# BERTopic Exploration of the Stimmmungs- und Lageberichte Database Files
**Author:** Christopher Thomas Goodwin

**Creation Date:** 2024.04.10

**Summary:** Uses BERTopic modelling to explore the data of the NSHWE Stimmungs- und Lageberichte files

In [7]:
import platform
from bertopic import BERTopic
import json
import pandas as pd
from sklearn.feature_extraction.text import CountVectorizer
from sklearn.feature_extraction.text import TfidfVectorizer
import torch

# Get stop words
import nltk
from nltk.corpus import stopwords
nltk.download('stopwords')

# Check if GPU acceleration is available and call appropriate libraries
import GPUtil

if len(GPUtil.getAvailable()) > 0:
    from cuml.cluster import HDBSCAN
    #from cuml.manifold import UMAP # GPU-based version of UMAP
    from umap import UMAP # use CPU-based version of UMAP which is better for noisy or duplicate data
    print("GPU engaged.")

    print(f"CUDA available: {torch.cuda.is_available()}")
    print(f"Current GPU device index: {torch.cuda.current_device()}")
    print(f"Current GPU device name: {torch.cuda.get_device_name(torch.cuda.current_device())}")
    print(f"Pytorch Cuda version: {torch.version.cuda}")
else:
    from umap import UMAP
    from hdbscan import HDBSCAN
    print("No GPU engaged.")

GPU engaged.
CUDA available: True
Current GPU device index: 0
Current GPU device name: NVIDIA GeForce RTX 5070 Ti
Pytorch Cuda version: 12.9


[nltk_data] Downloading package stopwords to
[nltk_data]     /home/cgoodwin/nltk_data...
[nltk_data]   Package stopwords is already up-to-date!


In [8]:
# Check which platform user is on and set the data path accordingly
print(f"The Operating System is {platform.system()}")

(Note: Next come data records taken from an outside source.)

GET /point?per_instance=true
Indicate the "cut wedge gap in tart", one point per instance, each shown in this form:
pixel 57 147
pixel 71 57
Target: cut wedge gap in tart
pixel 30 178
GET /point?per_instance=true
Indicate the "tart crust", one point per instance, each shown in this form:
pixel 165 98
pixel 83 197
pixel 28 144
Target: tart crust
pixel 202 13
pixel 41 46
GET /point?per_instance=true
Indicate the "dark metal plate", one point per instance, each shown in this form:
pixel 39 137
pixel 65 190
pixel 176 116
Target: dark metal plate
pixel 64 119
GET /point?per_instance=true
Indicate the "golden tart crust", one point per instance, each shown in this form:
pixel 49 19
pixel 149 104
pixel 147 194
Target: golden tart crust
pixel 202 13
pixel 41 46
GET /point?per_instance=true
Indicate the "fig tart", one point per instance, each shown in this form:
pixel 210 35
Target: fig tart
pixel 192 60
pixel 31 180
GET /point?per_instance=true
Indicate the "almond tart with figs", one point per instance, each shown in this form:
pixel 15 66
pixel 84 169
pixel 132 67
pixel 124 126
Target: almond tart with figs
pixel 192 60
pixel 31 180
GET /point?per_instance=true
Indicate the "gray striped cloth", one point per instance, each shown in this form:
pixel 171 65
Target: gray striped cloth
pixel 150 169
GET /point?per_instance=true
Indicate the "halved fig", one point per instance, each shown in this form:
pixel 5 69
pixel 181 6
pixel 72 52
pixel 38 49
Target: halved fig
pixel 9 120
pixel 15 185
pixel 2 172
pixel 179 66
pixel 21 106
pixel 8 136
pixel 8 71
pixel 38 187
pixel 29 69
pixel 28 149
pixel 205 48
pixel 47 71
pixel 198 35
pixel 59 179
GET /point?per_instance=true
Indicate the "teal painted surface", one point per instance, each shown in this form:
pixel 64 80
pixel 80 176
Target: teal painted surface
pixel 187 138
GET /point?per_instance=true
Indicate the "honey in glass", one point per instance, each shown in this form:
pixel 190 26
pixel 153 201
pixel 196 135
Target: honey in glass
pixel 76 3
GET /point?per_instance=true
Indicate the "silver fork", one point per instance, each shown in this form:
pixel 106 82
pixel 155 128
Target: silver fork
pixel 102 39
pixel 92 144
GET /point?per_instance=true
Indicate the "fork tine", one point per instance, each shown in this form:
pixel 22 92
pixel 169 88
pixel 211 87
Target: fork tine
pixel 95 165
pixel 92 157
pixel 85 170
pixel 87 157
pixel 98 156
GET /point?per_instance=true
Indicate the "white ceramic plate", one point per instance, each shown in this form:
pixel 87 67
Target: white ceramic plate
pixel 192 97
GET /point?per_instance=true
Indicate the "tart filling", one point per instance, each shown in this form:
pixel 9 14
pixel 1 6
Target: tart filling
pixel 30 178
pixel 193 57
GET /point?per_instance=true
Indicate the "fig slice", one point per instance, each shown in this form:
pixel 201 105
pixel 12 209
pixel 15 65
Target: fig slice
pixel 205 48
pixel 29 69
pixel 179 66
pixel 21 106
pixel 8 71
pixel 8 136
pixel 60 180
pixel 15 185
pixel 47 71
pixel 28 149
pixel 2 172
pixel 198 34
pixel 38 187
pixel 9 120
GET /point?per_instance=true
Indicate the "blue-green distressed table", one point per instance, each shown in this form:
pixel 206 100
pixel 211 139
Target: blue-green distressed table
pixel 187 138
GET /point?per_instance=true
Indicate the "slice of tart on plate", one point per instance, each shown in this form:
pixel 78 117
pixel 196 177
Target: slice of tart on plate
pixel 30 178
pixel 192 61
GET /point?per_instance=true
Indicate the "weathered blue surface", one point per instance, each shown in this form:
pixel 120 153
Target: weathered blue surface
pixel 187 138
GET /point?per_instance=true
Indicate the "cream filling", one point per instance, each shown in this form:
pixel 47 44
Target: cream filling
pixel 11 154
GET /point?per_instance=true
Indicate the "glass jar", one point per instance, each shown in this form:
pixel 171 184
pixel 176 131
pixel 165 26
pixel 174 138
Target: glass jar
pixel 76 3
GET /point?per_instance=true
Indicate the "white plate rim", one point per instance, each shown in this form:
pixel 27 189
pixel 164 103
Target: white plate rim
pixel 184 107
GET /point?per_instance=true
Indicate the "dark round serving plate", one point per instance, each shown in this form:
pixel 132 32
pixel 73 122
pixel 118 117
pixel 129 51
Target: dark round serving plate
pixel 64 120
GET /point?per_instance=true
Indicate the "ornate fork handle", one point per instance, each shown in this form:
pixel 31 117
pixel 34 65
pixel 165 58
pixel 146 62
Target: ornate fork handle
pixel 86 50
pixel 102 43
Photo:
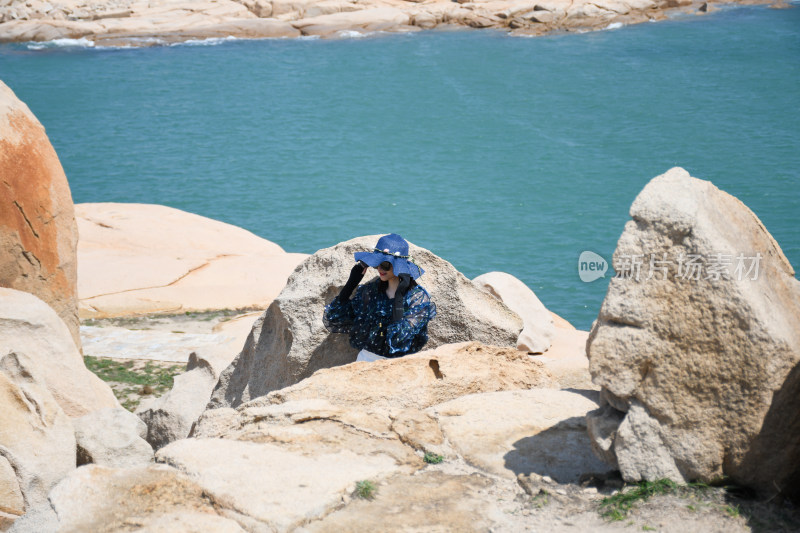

if platform.system() == "Linux":
    path = "/home/cgoodwin/Documents/Programming/TextMiningNaziIdeology/data/json/stimmungs_data_sentences.json"
elif platform.system() == "Darwin":
    path = "/Users/cgoodwin/Programming Projects/TextMiningNaziIdeology/data/json/stimmungs_data_sentences.json"
else:
    path = "C:\\Users\\Christopher Goodwin\\Documents\\Programming Projects\\TextMiningNaziIdeology\\data\\json\\stimmungs_data_sentences.json"
    
with open(path, "r", encoding="utf-8") as f:
    files = json.load(f)
    # files loaded in as dictionary with strings of 0... length of files
    
    # we want just the textual data, the report from each entry
    reports = []
    for i in range(len(files)):
        reports.append(files[str(i)]["report"]) # iterate through dictionary and append report

print("File loaded.")

The Operating System is Linux
File loaded.


In [9]:
# set up vectorizer for German stopwords
german_stop_words = stopwords.words('german')
additional_stop_words = ["volk", "volksgemeinschaft", "1939", "1940", "1941", "1942", "1943", "1944", "1945", "deutsch", "bevölkerung", "ii", "iii", "iv", "v", "vi", "einzelmeldungen", "volksgenossen", "sei", "seien", "worden", "meldungen", "deutsche", "deutschen", "wegen", "wurde", "gif", "pro", "kg", "minusbox", "images", "rm"]

for i in range(0, 1946):
    additional_stop_words.append(str(i))

german_stop_words.extend(additional_stop_words)

vectorizer_model = CountVectorizer(stop_words=german_stop_words)

In [10]:
 # Adjust UMAP and HDBSCAN parameters
umap_model = UMAP(n_components=5, n_neighbors=10, min_dist=0.2)
hdbscan_model = HDBSCAN(min_samples=5, min_cluster_size=5, prediction_data=True)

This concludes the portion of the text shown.